ICY WEATHER INJURY PREVENTION
- Wear smart shoes. Choose those with non-slip, grooved rubber or neoprene soles. Check out the devices you can clip onto your boots or shoes for better traction. Don't wear shoes or boots with smooth leather or plastic soles.
- Walk small. Imitate the way a penguin takes short, shuffling, flat-footed steps with the feet pointed slightly outward.
- Walk cautiously. Your arms help you keep your balance, Don't walk with your hands in your pockets and avoid carrying heavy or bulky packages.
- Watch where you walk. Assume any dark, wet spots are slippery.
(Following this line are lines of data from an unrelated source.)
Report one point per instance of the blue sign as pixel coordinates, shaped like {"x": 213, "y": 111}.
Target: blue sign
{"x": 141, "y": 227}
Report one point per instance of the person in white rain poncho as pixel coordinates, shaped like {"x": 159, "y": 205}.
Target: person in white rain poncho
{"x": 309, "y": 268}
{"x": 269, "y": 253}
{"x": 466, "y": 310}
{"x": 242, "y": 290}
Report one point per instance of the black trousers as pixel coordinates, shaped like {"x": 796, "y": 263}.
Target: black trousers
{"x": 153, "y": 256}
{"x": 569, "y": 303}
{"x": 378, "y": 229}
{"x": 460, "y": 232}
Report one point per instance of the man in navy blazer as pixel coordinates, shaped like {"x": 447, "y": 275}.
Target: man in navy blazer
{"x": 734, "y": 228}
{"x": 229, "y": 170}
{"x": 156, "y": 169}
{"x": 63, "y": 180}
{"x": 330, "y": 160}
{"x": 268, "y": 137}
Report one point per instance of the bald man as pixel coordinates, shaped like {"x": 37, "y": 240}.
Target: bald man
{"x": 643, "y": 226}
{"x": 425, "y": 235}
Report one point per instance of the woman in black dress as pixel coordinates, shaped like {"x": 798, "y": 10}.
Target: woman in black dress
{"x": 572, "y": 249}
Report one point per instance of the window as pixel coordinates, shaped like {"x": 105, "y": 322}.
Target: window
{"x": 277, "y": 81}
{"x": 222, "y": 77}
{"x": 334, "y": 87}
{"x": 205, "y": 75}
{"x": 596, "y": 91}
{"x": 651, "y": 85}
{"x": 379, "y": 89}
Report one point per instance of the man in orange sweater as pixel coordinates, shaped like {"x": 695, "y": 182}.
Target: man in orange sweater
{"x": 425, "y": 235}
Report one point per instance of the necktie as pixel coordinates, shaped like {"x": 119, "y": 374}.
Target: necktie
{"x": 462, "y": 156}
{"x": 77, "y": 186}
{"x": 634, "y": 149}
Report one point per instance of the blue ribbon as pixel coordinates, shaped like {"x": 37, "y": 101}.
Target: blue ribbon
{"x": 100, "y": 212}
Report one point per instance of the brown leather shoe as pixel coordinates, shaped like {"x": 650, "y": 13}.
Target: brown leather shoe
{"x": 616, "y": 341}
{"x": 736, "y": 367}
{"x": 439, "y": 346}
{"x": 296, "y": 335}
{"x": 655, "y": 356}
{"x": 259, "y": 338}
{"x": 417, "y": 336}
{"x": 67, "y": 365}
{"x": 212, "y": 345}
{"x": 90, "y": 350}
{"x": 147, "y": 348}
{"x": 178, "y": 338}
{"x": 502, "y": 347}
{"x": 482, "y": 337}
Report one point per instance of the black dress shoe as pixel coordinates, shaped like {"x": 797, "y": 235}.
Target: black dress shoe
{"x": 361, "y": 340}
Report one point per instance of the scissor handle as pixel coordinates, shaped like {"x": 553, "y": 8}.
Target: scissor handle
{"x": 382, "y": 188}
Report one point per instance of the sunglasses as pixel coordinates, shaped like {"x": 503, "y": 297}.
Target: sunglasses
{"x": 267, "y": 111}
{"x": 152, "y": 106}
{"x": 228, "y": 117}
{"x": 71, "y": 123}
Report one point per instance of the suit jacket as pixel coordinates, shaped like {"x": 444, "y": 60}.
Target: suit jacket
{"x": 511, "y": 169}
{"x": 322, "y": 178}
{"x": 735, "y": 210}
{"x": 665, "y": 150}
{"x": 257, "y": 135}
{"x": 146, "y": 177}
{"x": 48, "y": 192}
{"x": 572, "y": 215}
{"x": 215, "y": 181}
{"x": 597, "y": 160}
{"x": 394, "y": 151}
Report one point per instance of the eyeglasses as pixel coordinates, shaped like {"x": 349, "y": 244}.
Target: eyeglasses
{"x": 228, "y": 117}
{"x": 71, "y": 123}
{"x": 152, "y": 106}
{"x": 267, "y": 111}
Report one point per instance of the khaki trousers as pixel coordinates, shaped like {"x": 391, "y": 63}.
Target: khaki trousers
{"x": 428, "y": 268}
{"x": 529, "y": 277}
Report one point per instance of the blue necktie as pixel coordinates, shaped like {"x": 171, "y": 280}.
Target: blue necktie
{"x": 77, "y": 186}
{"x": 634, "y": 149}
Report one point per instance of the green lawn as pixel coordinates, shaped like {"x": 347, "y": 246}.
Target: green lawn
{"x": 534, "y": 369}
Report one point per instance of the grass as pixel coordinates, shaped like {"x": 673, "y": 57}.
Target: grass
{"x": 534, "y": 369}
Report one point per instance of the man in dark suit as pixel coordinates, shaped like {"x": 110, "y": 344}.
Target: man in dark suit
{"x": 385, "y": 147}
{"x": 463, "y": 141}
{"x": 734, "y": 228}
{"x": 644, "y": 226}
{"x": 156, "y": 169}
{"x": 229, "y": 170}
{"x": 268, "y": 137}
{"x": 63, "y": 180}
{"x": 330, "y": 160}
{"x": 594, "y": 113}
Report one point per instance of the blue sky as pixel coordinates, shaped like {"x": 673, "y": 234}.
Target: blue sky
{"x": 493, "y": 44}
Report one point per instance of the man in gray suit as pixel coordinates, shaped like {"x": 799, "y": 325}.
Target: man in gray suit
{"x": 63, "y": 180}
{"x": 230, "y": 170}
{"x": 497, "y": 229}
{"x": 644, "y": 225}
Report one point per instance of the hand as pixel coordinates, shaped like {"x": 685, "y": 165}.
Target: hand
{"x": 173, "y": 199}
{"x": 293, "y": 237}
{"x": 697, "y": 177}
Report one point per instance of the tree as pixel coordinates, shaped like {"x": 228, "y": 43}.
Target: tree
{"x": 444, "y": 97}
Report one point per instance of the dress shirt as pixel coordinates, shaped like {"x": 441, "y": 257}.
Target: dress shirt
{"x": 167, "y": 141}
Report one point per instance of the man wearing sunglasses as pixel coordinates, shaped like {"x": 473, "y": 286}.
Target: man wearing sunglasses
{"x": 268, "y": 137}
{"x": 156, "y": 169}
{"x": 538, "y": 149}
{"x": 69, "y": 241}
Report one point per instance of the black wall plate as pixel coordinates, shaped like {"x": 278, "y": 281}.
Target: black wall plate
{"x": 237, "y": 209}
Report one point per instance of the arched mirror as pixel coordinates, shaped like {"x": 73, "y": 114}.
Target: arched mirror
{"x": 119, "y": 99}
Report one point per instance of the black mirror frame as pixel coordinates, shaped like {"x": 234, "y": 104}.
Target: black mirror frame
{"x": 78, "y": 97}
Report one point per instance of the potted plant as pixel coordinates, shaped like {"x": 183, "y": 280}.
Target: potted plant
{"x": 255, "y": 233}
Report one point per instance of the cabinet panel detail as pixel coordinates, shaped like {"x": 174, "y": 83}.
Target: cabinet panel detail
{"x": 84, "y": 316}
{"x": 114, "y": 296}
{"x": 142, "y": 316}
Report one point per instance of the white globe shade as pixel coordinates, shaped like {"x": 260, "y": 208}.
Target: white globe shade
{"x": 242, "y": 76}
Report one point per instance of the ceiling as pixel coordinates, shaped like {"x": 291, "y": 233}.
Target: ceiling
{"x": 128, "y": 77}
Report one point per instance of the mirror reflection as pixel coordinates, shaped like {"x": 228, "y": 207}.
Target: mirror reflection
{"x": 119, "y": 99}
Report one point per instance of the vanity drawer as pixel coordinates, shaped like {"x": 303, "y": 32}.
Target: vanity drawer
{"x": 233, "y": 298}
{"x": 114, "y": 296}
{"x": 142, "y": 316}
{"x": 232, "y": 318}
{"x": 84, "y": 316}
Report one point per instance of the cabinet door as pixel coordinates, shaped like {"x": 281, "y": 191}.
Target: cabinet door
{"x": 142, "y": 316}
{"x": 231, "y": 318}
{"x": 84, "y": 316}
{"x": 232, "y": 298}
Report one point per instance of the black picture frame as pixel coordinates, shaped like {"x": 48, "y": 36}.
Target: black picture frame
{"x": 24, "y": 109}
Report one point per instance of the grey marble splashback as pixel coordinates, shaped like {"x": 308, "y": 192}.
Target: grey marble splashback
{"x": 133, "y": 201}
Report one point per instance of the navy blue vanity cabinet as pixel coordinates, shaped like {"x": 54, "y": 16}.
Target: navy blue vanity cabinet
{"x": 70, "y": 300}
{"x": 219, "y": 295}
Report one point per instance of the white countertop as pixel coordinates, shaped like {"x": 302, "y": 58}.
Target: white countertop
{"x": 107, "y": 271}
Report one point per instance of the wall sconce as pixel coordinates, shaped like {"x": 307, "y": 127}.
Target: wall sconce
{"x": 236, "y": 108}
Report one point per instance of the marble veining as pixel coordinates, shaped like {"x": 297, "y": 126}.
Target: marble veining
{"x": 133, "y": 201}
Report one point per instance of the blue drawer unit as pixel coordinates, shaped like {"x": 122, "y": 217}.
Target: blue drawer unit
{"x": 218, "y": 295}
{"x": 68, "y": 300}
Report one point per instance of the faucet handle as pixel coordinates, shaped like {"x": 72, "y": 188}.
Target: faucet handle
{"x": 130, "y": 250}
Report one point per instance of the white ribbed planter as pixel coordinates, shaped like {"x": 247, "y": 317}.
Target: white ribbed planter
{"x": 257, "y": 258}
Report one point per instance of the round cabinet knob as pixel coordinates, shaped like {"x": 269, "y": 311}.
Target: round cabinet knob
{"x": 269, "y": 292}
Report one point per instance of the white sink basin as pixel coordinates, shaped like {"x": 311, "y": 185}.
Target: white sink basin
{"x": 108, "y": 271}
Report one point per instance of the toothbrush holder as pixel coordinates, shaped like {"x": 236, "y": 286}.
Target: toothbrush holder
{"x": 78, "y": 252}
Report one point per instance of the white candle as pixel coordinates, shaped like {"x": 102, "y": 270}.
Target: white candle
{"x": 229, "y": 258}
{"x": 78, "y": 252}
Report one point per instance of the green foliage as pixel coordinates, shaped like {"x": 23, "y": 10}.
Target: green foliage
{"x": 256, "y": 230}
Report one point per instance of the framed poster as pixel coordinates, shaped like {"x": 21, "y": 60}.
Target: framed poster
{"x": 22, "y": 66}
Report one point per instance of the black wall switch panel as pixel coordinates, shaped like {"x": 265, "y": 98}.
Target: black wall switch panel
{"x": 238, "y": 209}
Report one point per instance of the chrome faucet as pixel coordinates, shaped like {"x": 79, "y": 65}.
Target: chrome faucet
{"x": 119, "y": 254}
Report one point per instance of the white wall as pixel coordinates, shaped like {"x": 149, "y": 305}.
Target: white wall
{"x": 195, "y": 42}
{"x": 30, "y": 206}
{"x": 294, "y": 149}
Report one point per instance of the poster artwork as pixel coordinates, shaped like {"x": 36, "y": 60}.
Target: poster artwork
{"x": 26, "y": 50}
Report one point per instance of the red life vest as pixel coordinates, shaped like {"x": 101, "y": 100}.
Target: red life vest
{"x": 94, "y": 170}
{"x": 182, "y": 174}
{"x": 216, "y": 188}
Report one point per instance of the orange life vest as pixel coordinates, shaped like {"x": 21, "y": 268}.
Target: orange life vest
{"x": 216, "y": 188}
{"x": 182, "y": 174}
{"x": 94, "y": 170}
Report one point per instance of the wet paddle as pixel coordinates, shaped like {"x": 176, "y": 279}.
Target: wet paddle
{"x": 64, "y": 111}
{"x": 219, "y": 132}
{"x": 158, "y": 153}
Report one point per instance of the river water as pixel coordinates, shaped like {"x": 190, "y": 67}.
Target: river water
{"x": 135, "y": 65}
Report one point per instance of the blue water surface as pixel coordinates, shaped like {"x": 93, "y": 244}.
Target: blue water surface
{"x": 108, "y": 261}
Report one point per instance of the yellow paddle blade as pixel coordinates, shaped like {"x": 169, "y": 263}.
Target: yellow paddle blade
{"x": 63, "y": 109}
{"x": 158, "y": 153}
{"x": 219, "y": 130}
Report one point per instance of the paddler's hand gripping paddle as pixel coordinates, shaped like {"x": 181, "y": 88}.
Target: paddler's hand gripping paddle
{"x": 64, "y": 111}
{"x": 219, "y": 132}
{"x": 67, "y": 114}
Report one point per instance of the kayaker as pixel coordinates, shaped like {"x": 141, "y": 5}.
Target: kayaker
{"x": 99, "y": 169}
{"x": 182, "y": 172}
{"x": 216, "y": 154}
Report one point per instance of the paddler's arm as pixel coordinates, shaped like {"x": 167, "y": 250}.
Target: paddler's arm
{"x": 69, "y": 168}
Sometimes what appears to simply be wet might be an invisible layer of "black" ice.
- Always use handrails where they are available.
- Wear sunglasses on sunny days. The bright glare can make it hard to see slippery surfaces.
- Wearing heavy layers can help cushion a fall should you go down, but be careful not to wear too much bulk so that it hinders your movement or blocks your vision or hearing.
- Don't forget to remove snow and ice from the bottom of your shoes once you get inside. Wet feet can make a bare floor as slippery as the ice is outside.
- Help your elderly friends and relatives on snow and ice. Slips and falls can be extremely dangerous for seniors. If you are older, don't shy away from asking others for a helping hand.